Fritz Ertl sat down with George Ferencz to discuss Sam Shepard at New Dramatists in January of 1985. The conversation begins dominated by questions concerning the musicality of Shepard's earlier work and Ferencz's collaboration with Jazz legend Max Roach to stage them for the "ShepardSets" in the mid-eighties. The questions drift from the musical toward the more practical as Ferencz covers the nuts and bolts of directing a Shepard piece, his affinity for his newer work and the notion of Shepard's as "American myth maker". At the time of this recording, despite several successful Ferencz productions of Shepard's work, George Ferencz had never met, written or talked with Sam Shepard.
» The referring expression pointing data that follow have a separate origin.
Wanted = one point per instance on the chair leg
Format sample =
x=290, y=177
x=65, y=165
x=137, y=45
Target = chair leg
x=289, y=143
A panel of current New Dramatists playwrights -- Carlyle Brown, David Grimm, Quiara Alegría Hudes and Lucy Thurber -- talk about their differing styles of playwriting, what inspired them to start writing, how the world of the playwright has evolved and changed, what influences their writing and the challenges in getting their work produced. The program also includes an interview with New Dramatists Artistic Director Todd London, discussing how New Dramatists serves as haven for emerging playwrights and describing the new voice of the playwright, the opportunities for playwrights on and off Broadway and the different types of work being written today.